The healthcare sector appears strong. While the sector is non-cyclical in nature, it should benefit from rising merger and acquisitions as well as approvals for some novel drugs. However, the price gouging issue is still a concern (read: Best ETF Ideas for 2019).
Technology – Technology Select Sector SPDR Fund (XLK - Free Report)
About 92.3% of the sector market-cap delivered a blended beat ratio of 57.9%. As many as 87.7% companies beat on earnings and 63.2% surpassed top-line estimates. In any case, things are in favor of technology investing this year, making XLK a winning proposition. Decent earnings, compelling valuation and growing demand for emerging technologies have boosted the sector.
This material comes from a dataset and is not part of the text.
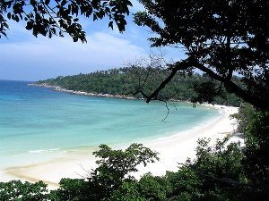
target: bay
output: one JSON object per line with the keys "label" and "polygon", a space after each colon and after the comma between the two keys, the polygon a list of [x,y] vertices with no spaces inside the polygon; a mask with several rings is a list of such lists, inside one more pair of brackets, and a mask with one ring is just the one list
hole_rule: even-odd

XLK has been up about 2.7% in the past month (read: Hedge Fund's Buy Dip in Tech Stocks: Follow Them With ETFs?).
Consumer Discretionary – Invesco DWA Consumer Cyclicals Momentum ETF (PEZ - Free Report)
As much as 93.3% of the sector market cap have registered a blended beat ratio of 53.6%. There were 78.6% companies beating on earnings and 64.3% companies surpassing revenue estimates. PMR has gained about 2% in the past month (as of Mar 8, 2019).
A solid labor market, higher take-home pay amid tax reductions, subdued inflation and soaring stock market probably drove Americans' ability to spend on discretionary stocks.